The irony of comparing a period Ferrari to the E-Type is more complex than you may think. Considering that on its release, Enzo called it "The most beautiful car ever made", it probably motivated him to top it, as cars such as the 250 GT Lusso, 275 GTB/4 and Dino 246 are signs that Il Commendatore probably had one eye on the Coventry cat. But rather than paying homage to it, Pininfarina's Leonardo Fioravanti took a completely different approach and designed a car with no stylistic connections to the past; the Daytona was born.
It was effectively the last hurrah of the front engine V12 Ferrari sports car (the 365 GT4 2+2/400/400i was based on the Daytona's underpinnings, but was more of a grand tourer, the later 456 served a similar purpose) until the 550 Maranello of the 90's. The 365 GTB4/GTS4 - the 'Daytona' moniker allegedly honours Ferrari's 1-2-3 finish in the 1967 Daytona 24 Hours with the 330P4 - was a development of the the 275GTB/4; a steel body by Scaglietti and underpinned by a tubular frame chassis. The wheelbase was the same (94.5 inches), but the track (56.7 inches front, 56.7 inches rear) was widened by half an inch. Suspension is classic 60's Ferrari; upper and lower wishbones, coil springs, telescopic dampers and beefy anti-roll bars front and rear. Controversially, Ferrari persisted with a steering box when the likes of the Miura and the E-type had steering racks; another sign that the Daytona was the last of a line.
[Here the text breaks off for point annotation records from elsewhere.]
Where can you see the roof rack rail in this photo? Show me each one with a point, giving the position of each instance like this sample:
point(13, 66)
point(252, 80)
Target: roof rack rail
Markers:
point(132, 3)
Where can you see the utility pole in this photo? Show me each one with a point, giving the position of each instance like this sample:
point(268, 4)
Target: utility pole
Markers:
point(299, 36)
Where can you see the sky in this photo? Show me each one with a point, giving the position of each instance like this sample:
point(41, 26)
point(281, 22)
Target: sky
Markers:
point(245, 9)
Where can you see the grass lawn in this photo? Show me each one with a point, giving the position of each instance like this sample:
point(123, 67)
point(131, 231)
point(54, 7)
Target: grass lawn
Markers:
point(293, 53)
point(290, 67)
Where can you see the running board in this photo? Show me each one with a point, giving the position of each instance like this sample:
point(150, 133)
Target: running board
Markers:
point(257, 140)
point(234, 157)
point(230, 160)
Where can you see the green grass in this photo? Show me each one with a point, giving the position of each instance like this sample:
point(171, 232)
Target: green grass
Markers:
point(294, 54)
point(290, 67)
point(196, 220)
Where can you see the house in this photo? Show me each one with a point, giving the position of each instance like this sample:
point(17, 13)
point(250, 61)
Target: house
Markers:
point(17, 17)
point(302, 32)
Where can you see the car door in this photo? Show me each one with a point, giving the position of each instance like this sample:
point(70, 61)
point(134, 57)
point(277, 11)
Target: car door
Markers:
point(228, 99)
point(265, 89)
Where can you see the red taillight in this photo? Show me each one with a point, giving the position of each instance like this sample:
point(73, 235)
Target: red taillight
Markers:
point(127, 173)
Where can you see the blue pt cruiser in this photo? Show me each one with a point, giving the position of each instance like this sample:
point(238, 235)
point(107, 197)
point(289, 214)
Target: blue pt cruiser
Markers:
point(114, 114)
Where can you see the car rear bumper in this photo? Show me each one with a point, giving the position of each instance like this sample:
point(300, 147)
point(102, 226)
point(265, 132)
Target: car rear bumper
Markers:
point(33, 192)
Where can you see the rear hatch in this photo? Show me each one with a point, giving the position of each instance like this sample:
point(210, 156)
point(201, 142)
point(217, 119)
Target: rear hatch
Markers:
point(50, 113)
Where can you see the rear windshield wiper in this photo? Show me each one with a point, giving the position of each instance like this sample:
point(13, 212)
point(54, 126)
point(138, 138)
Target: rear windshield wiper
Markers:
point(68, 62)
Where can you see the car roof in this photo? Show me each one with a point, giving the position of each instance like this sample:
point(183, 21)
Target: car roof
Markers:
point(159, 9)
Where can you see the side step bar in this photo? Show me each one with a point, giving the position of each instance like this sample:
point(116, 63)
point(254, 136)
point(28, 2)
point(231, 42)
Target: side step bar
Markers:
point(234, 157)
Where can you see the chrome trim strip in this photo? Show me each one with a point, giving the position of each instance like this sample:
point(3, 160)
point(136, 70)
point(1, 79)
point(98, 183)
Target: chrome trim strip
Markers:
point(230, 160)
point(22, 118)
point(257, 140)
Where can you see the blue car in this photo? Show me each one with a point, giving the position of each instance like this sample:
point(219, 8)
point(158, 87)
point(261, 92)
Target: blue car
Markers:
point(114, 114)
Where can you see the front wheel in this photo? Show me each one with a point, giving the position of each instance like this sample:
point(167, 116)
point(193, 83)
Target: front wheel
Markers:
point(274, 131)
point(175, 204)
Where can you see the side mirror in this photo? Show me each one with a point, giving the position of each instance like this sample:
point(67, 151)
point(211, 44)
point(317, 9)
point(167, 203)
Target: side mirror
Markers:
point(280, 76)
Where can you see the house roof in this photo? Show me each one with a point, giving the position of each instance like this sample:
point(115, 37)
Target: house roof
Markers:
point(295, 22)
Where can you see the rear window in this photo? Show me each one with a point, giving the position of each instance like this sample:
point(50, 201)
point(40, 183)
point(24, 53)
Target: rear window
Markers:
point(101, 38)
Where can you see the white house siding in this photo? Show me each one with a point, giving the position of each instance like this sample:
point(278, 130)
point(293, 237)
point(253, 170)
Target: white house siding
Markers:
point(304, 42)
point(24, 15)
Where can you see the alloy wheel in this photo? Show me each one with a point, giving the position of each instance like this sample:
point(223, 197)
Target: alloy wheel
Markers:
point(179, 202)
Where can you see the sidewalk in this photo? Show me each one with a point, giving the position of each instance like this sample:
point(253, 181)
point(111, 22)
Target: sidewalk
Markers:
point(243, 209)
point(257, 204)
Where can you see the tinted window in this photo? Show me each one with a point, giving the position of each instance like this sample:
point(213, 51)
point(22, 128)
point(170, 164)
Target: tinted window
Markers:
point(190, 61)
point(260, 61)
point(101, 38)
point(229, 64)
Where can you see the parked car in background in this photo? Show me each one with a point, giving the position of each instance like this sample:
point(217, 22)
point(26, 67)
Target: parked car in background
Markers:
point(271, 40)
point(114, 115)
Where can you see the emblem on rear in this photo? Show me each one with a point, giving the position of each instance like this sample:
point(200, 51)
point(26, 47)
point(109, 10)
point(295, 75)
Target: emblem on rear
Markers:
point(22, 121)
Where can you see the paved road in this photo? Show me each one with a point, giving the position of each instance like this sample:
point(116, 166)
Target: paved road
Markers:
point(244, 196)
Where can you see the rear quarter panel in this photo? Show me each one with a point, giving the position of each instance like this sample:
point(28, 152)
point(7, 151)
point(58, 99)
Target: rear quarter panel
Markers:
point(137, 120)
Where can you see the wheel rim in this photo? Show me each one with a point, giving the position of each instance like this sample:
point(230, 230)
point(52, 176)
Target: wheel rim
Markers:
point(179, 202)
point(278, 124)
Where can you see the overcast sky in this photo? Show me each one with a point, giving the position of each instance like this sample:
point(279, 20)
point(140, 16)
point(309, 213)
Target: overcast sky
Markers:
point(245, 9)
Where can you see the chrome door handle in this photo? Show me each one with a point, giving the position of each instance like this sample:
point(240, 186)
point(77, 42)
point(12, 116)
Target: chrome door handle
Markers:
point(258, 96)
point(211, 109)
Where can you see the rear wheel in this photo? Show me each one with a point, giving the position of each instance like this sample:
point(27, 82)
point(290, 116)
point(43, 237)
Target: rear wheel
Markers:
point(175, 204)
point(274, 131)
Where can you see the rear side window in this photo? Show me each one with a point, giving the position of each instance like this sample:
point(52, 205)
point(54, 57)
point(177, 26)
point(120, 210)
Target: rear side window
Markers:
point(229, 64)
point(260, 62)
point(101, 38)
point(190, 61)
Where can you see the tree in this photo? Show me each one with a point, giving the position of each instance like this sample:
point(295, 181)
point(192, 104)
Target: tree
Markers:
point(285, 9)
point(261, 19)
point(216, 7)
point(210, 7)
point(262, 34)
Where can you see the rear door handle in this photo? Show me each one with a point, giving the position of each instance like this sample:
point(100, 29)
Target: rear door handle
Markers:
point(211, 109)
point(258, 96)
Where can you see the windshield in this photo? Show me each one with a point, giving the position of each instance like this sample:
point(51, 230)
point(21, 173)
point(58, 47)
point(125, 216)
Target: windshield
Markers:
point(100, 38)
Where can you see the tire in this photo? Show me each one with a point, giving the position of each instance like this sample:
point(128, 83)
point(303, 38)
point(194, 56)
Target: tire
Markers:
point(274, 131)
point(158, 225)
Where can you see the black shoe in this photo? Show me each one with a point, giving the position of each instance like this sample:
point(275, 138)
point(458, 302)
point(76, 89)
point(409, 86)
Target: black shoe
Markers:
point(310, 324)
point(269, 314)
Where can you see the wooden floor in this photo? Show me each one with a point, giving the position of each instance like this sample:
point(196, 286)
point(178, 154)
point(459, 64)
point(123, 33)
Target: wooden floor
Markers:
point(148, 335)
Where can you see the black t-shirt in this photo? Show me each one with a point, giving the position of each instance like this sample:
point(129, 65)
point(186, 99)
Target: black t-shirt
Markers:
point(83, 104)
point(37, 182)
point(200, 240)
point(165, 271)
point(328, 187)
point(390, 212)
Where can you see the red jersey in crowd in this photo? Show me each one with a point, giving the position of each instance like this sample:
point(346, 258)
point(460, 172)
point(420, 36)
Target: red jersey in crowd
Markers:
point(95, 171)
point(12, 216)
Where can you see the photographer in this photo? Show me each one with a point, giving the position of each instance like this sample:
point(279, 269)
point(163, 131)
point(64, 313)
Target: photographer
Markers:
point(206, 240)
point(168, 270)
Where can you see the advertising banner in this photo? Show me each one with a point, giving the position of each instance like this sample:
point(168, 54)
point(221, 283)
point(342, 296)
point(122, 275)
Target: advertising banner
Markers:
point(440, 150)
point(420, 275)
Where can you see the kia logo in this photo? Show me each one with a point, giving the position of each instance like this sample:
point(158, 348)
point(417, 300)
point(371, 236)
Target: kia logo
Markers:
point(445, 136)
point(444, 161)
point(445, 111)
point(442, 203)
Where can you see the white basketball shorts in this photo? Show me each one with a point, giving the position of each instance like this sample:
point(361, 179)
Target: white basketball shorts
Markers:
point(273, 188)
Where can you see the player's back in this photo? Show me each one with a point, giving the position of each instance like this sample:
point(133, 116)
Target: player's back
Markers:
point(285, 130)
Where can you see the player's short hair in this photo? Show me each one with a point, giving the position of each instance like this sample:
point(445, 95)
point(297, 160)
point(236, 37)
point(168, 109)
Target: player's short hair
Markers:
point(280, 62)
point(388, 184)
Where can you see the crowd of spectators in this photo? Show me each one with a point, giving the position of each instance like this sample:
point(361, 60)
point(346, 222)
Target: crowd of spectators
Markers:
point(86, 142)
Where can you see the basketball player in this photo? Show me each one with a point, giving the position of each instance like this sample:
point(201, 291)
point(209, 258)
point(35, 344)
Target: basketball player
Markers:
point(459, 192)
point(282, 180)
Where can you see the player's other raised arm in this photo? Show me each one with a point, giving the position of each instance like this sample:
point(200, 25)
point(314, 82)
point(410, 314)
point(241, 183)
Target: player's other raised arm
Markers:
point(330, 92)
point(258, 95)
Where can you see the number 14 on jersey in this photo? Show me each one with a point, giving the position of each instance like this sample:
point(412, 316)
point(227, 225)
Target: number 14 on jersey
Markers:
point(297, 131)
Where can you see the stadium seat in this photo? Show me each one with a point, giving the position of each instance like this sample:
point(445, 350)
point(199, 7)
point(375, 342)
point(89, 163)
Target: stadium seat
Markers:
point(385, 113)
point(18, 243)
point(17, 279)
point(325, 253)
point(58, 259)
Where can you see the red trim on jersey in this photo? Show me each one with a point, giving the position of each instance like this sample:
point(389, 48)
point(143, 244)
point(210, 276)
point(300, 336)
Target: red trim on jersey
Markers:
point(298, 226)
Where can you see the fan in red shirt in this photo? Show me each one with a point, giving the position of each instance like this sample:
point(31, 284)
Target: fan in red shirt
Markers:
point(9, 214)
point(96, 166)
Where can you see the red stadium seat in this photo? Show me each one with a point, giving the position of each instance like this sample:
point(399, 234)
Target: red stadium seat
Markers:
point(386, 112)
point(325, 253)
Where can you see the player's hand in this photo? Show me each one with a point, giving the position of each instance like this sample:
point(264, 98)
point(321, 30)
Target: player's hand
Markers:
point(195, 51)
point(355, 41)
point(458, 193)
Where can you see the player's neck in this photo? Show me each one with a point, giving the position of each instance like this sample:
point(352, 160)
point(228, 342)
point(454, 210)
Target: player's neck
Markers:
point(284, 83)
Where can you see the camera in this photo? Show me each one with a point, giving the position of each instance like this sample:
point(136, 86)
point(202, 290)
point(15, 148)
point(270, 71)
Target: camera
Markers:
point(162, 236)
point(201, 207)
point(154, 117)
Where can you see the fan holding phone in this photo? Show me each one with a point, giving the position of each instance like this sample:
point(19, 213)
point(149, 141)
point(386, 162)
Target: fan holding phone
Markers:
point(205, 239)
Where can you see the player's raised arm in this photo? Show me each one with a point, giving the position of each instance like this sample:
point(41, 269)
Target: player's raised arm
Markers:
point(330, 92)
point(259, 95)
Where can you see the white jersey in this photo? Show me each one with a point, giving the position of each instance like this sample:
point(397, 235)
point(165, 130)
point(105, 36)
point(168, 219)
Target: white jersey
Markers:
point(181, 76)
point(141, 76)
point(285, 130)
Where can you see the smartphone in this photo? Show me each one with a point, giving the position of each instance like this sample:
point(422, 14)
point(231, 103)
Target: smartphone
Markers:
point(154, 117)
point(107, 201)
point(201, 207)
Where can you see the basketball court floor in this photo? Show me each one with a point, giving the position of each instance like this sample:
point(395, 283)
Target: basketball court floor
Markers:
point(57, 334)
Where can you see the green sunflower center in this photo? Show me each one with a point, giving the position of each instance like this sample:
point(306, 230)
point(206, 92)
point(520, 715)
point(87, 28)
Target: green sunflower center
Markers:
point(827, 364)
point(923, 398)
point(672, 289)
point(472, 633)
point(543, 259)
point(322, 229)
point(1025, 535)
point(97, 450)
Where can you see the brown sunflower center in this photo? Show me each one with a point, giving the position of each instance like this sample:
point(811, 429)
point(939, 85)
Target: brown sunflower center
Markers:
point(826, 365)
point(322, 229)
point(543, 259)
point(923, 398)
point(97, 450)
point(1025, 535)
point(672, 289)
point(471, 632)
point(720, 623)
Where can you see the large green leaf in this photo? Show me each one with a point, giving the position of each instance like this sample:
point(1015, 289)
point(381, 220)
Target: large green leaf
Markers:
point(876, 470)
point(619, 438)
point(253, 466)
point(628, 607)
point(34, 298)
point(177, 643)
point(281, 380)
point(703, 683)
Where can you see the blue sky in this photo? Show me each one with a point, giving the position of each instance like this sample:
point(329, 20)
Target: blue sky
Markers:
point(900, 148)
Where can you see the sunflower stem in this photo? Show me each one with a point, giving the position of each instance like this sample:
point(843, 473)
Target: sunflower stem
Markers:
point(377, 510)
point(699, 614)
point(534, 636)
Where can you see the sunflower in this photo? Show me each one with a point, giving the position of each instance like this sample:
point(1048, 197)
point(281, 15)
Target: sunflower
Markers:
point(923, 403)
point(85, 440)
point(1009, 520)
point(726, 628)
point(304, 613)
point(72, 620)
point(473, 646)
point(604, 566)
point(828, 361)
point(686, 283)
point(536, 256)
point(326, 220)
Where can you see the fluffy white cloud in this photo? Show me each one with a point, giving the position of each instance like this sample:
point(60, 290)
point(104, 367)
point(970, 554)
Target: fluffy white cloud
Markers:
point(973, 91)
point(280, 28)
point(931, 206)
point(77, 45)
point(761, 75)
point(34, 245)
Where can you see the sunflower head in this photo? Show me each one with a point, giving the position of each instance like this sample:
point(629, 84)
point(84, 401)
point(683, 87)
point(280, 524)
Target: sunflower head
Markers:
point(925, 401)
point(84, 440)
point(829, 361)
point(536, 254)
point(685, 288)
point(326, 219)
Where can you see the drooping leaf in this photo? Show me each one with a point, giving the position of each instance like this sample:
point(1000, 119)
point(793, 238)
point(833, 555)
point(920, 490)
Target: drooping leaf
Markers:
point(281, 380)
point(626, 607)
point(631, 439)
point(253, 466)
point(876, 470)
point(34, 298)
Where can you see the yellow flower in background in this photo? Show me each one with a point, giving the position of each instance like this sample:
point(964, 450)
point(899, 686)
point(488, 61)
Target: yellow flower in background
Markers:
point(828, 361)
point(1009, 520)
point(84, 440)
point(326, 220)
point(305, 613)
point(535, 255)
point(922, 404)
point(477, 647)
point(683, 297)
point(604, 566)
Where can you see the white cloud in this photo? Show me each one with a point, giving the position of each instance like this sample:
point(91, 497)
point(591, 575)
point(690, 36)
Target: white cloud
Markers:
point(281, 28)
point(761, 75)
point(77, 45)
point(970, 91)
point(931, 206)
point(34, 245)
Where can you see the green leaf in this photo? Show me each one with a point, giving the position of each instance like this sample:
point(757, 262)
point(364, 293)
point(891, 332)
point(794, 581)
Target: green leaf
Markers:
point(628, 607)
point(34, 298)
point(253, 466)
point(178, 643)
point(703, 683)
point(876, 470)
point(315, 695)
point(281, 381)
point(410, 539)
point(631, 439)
Like any Ferrari of the time though, the Gioacchino Colombo-designed V12 was it's crowning feature, taken out to 4.4 litres, 352bhp and 318lb/ft for this outing. But despite journalists of the time raising an eyebrow as to it's running gear and the engine placement, with unkind comments along the lines of the car being obsolete at launch because of the Miura, the car was proved to be more capable than Lamborghini's flagship.
But it's the styling that really marks out the Daytona to the casual observer; Fioravanti took a clean sheet to the familiar mechanicals and created a design that really is timeless. Remember, the family cars at the time were the likes of the MKII Cortina and the Vauxhall Victor FD, while the recently introduced Series II E-Type had lost a little of the delicacy of the Series I. The lines are tight, there's no unnecessary ornamentation and the whole shape flows from bumper to bumper. Traditional Ferrari cues such as Borrani wire wheels and the four exhaust tips fit in perfectly, while the twin rear lights (first seen on the previous year's Dino 206) were to become a styling signature right up to the 612 of 2004. And the whole shape just looks fast, without trying too hard; the likes of the 250 GTO and 275GTB/4 also look fast but are styled more aggressively to accentuate that. The Daytona tells you that fact at no more than a visual whisper. I get the impression that Fioravanti drew three lines that defined the shape and the rest was mere details; it's probably the way the E-Type was also styled, but I think that Fioravanti's pen was just that much slicker than Malcolm Sayers on this occasion.